Sunday, July 25, 2021

Prefabrication experiments - 295 - Trade literature - 06 - Patterns


Patterns in architecture are shaped from years of common knowledge and have been studied extensively. Christopher Alexander and John Habraken have written comprehensively about how patterns define validated relationships between elements and parts of the built environment. Pattern books in architecture connect to this concept of composing form from longstanding strategies, components and imagery. How a porch relates to a street, or how a window relates to a courtyard, or even more formally how a series of façades relate to a plaza or a public square. These are established ways of making cities or edifices and invoke the open sharing of knowledge that underscores building culture. 

 

In their most basic form, patterns inform, educate and multiply recognized organizations, configurations and relationships. Patterns also relate to other design fields. In fashion, pattern drawings or stencils are used in do-it-yourself culture, making it feasible to cut and sew anything from dresses to coats and sweaters. In architecture, the complexity of building and the number of arranged parts have impeded similar normalized instructions for fabrication. 

 

Today the platform approach to DFMA (design for manufacturing and assembly) promoted as an efficient way forward for industrialized construction, is based on the notion that building is all about repeating patterns for procurement, fabrication, delivery, setting and positioning or for assembly.

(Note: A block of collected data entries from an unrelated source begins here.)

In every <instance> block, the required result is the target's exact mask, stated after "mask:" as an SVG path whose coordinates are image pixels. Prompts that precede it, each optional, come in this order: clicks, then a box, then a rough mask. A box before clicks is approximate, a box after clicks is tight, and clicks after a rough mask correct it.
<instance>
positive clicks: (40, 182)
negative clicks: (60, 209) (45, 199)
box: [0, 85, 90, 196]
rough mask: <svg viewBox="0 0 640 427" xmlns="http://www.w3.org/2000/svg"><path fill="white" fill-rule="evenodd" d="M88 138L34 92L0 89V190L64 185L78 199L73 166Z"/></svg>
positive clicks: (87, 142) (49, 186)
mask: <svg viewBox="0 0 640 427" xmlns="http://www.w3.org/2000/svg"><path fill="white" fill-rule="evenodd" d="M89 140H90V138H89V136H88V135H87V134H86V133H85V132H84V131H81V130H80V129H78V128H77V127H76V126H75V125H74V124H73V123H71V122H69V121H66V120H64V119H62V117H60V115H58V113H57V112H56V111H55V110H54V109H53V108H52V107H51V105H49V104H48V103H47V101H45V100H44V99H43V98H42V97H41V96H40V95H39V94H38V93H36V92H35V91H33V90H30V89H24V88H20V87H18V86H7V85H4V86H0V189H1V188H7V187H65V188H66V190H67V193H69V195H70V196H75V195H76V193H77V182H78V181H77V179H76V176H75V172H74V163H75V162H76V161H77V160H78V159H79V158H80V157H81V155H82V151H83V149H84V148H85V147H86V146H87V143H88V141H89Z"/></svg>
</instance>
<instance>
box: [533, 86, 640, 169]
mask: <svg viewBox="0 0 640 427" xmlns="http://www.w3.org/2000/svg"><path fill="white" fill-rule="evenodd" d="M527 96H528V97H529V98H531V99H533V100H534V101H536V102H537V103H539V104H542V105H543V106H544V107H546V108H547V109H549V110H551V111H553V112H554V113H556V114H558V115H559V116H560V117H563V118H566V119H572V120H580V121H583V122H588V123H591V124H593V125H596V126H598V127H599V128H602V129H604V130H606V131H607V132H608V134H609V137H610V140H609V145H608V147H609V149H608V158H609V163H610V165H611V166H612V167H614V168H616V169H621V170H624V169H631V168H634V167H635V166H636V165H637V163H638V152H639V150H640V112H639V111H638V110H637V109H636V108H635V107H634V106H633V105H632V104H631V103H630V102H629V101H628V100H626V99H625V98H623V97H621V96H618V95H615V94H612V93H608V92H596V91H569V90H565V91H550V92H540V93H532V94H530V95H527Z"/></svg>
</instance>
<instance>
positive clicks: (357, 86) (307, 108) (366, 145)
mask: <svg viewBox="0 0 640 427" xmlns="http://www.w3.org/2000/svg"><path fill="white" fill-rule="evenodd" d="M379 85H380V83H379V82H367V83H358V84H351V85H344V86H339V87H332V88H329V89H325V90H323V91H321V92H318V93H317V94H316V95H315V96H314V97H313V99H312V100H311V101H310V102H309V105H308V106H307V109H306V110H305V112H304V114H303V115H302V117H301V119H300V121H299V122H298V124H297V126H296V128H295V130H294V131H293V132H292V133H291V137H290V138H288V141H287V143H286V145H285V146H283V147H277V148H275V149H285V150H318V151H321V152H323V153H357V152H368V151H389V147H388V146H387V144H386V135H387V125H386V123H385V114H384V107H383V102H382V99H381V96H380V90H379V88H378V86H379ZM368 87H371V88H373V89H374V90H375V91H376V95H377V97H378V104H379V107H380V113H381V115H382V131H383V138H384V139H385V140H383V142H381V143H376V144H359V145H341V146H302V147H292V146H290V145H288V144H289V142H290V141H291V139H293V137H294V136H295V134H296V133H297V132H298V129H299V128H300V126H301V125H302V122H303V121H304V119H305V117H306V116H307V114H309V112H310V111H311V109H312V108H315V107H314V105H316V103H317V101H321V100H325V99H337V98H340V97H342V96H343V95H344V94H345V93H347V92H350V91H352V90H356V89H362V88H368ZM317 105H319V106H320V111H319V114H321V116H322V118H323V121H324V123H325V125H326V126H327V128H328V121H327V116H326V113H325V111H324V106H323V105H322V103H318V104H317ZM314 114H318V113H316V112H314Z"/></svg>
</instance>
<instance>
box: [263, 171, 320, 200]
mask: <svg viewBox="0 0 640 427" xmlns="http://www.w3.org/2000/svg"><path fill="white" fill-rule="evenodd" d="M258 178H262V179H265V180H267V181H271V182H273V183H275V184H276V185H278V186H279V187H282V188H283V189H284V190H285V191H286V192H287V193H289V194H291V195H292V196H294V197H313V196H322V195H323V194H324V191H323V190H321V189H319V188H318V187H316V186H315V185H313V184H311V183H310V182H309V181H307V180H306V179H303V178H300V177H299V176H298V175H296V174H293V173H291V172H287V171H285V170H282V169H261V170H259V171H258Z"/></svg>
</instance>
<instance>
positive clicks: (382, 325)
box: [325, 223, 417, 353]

Further these patterns could lead to a customizable architecture from encoded parts. Architects, trade associations, modular groups are theorizing this platform building approach to provide models to construct collective framed typologies. One of these initiatives, 369 Pattern Buildings ( https://patternbuildings.com ), is a cooperative effort conceived in mass timber. The design showcases how, in a similar way to the automobile industry, multiple buildings can be constructed from the same chassis or modular frame. The mass timber skeletal framework and steel connectors are used as a modular unit in a type of stacked, aligned or juxtaposed container system. Licensed under collective commons, it is assembled from a series of interoperable parts; the structure, infrastructure, mechanical and spatial elements are defined leaving the interior fit-out to be personalized. This structure versus infill approach stems from the continued influence of pattern building forged by pioneers like Alexander or Habraken.